Ein Lageplan des Salzstocks ging dort herum. Aus dem Material, mit dem sich der Ausschuss befasst, stammt das Papier. Zeichner der Skizze hätte der CDU-Mann Kurt-Georg Kiesinger sein können, der ab 1966 drei Jahre lang Bundeskanzler war, denn: Für ihn war die DDR kein Staat, sondern, wie er sagte, »das Phänomen«. Klar, dass Phänomene keine Salzstöcke haben. Und so endet derjenige, der bei Gorleben beginnt und sich bis Rambow in Brandenburg erstreckt, auf besagter Karte im Westen an der Elbe. Vermutlich hätten die »Gesundbeter« des Salzstocks diesen Eindruck gern aufrecht erhalten, waren es doch Ereignisse in der DDR, die Gas unter »Gorleben-Rambow« belegten.

Wissend, dass unter Salzstöcken oft viel Erdgas zu vermuten ist, hatte die DDR bei Lenzen nahe Rambow bohren lassen. Am 25. Juli 1969 traf der Bohrkopf auf ein Gasgemisch. Es stand unter einem Druck von über 630 Bar, strömte aus, entzündete sich an einem Auspuff – die gewaltige Explosion war bis in den Westen hörbar. Ein Bohrarbeiter starb, acht wurden schwer verletzt. Wenn in der Vergangenheit dieses Unglück und auch andere Hinweise auf Gas im Zusammenhang mit dem Thema »Gorleben« kritisch hinterfragt wurden, sind Akten »schnell in Schubladen verschwunden«. Diese Erfahrung hat die Linkspartei machen müssen.

Doch ihre Recherchen beweisen, das bundesdeutsche Stellen durchaus ein Auge auf das Thema »Salzstock Gorleben und die DDR« hatten. So wurde eine »Kabinettsvorlage« entdeckt, in der das niedersächsische Wirtschaftsministerium Anfang 1977 Informationen im Vorfeld eines geplanten »Entsorgungszentrums Gorleben« gibt.

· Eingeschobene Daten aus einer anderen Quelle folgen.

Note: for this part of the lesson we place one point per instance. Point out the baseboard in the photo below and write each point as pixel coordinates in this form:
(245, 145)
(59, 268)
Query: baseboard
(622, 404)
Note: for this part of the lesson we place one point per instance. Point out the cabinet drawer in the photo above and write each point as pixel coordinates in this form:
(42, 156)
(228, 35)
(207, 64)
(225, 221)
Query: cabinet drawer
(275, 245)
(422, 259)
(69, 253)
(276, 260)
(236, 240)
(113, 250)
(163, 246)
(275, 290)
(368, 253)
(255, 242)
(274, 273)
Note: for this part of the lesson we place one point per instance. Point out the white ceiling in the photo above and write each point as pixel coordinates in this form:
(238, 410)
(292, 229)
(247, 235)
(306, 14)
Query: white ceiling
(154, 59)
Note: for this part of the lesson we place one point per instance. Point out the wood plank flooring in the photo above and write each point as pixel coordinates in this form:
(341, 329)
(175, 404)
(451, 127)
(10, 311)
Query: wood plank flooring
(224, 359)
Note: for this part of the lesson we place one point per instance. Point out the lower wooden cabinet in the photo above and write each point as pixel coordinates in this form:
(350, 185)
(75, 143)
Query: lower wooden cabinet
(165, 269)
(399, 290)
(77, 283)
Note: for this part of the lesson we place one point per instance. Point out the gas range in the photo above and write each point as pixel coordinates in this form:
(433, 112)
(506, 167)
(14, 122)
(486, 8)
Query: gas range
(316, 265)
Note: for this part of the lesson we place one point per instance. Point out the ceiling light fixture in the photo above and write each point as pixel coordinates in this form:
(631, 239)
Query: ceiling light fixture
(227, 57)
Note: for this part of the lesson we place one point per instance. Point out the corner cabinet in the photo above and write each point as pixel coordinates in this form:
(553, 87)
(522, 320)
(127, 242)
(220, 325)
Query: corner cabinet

Die Explosion bei Rambow wird dort ebenso erwähnt wie die »große Wahrscheinlichkeit«, dass sich unter dem Salzstock Gorleben Gas befindet. Eine Erdgasförderung dort könne die Funktion des Salzstocks als atomares Lager »gefährden«. Auf niedersächsischer Seite könne man Erdgasbohrungen verhindern, aber: Falls in der DDR im Salzstock nach Gas gebohrt würde, könnte es zu gefährlichen Verschiebungen kommen. Ob in Gorleben dennoch in einem »geologisch stabilen Teil« des Salzstocks ein atomares Lager eingerichtet werden könnte, müsse untersucht werden.

Seitens der BRD, auch das ergaben Recherchen der LINKEN, war der im »Osten« liegende Salzstock-Teil keineswegs ein Phänomen. So hat es zumindest Bemühungen um bilaterale Gespräche in Sachen Gorleben-Rambow gegeben. Die Verfasser der Info-Broschüre merken an: »Der Hauptgrund von 1977, Gorleben wegen seiner Randlage zur DDR zu wählen, war Ausdruck der Verachtung gegenüber den Menschen jenseits der innerdeutschen Grenze. Radioaktivität kennt keine Landesgrenzen.«

Die Broschüre »Gas unter Gorleben« kann unter der Adresse dokumente.linksfraktion.de/download/110411-gesamtgorleben.pdf herunter geladen werden.